Need I remind you that local police forces, juiced up with military equipment courtesy of the Department of Defense, are roaming our cities’ streets with paramilitary agents of the Border Patrol and the U.S. Marshals, attacking and detaining Americans for their exercise of constitutionally protected rights, with outright disregard for the nation’s charter? And yet the political force tasked with opposing Trump couldn’t manage to roll back his nearly infinite war chest by a skinny 10 percent during a recession.
Instead, they decided to vote against the wishes of their own voters, who by a 32 percent margin supported the Sanders and Pocan amendments, even more resounding than their support for ending 1033 (a Republican resolution that requires police forces receiving DOD equipment to “respect” the Constitution later sailed through with 90 votes). And the fact that some progressives managed to break ranks was so surprising, it was cause for celebration. I guess it is better than when, in 2018, every single Senate Democrat other than Bernie Sanders decided that Trump’s military budget actually wasn’t big enough.
Why is it so inconceivable that Democrats would act like Democrats, in the interest of Democratic voters, when it comes to defense? The near-uniformity of Democratic leadership on voting for the Republican position here confounds. But the fact that Pelosi and Schumer were willing to side with progressives begs another question: Where was Joe Biden on this?
If Democrats are going to enact anything that resembles their own agenda, they’re going to have to aim way higher than cutting defense to near Obama-era highs. Taking military spending not to pre-Trump but to pre-9/11 levels should be a starting point. Democratic voters abhor the War on Terror; it’s what helped deliver Obama the presidency back in 2008. It’s incumbent on Joe Biden to deliver on that preference, not just to end engagements in Iraq and Afghanistan but to bring an end to the bloated defense budgets of the War on Terror era. His silence on the proposal even in the thick of a campaign against Trump sends a troubling message.

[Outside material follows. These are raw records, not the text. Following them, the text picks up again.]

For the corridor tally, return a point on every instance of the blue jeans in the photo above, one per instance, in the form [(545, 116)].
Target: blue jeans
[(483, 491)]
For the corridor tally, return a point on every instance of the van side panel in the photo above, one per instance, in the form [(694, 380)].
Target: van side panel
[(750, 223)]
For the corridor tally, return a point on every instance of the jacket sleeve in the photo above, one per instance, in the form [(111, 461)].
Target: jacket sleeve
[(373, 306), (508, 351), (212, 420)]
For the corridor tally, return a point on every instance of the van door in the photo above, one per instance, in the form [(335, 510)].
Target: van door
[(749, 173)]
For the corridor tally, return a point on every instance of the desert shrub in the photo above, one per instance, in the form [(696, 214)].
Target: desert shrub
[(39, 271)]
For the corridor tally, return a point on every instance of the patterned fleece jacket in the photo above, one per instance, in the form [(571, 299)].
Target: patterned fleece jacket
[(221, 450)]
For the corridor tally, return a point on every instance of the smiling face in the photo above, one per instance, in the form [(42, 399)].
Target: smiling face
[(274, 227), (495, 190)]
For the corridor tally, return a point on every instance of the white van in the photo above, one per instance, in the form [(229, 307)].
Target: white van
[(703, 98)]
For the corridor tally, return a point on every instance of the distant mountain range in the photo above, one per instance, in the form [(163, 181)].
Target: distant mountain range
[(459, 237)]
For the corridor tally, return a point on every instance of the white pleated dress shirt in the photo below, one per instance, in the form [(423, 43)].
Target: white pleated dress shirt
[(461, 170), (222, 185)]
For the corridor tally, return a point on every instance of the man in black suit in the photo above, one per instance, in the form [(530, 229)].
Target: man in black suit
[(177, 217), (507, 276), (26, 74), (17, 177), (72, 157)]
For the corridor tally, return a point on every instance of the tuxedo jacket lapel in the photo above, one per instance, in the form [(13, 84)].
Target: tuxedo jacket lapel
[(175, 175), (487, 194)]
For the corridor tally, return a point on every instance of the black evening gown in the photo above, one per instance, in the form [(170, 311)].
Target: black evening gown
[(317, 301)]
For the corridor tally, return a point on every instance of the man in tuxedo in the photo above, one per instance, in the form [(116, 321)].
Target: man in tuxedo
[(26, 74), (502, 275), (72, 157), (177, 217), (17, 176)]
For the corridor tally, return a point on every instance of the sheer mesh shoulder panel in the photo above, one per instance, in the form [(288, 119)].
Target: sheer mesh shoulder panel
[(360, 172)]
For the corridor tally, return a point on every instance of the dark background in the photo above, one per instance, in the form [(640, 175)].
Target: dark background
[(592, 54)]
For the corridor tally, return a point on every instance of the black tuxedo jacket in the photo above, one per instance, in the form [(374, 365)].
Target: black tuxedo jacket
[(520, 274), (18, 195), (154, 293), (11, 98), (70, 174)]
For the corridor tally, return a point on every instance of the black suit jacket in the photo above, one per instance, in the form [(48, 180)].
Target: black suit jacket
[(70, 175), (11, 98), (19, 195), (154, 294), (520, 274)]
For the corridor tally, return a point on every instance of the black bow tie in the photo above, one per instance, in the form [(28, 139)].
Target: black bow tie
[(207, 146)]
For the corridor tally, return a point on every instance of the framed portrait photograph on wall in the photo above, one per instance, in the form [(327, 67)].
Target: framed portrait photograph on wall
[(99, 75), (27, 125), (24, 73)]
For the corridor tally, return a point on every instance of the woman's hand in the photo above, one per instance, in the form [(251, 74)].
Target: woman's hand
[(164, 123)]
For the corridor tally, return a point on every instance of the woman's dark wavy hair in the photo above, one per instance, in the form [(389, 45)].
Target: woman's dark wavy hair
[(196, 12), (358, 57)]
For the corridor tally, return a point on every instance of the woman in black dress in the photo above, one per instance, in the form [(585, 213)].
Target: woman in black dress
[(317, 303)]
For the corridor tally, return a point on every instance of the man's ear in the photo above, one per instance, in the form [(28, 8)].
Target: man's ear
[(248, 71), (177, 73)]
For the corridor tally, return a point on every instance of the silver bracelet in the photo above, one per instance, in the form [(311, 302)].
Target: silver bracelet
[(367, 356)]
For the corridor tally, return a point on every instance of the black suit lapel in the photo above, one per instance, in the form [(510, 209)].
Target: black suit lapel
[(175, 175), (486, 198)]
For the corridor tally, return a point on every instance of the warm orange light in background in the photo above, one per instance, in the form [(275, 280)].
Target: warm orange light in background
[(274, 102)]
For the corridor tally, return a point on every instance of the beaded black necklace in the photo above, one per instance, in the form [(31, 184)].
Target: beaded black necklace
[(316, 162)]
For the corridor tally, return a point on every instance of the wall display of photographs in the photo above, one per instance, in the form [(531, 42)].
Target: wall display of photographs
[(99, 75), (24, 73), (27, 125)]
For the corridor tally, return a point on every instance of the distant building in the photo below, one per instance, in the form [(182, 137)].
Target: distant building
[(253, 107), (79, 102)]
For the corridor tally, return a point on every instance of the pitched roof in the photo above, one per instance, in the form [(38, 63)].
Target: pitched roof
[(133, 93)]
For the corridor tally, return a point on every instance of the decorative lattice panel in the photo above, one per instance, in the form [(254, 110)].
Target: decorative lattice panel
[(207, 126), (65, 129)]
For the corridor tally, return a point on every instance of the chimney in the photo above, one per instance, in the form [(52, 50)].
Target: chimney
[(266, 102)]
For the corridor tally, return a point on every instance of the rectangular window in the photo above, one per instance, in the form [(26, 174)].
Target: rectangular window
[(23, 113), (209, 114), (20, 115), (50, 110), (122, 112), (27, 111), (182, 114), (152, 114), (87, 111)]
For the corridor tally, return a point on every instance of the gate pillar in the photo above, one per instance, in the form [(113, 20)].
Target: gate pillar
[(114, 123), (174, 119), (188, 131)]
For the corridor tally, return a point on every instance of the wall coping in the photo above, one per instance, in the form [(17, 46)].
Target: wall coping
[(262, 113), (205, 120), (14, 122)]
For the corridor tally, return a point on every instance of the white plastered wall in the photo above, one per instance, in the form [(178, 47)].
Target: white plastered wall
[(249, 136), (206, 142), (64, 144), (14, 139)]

It looks very likely that voters, come November, are going to heed the call of Democrats, and put them in control of two or possibly even three branches of government, with the charge of undoing what Trump has done. That’s going to require them to, in the words of New York magazine’s Eric Levitz, “move in the direction of Western European levels of military spending.” That’s going to require putting an end to the deranged conventional wisdom on defense spending. What goes up must eventually come down. If they don’t, the rightward shift of the Trump years will simply become standard. And if they’re afraid to do it now, it’s unclear why voters should expect them to have the courage to do it later.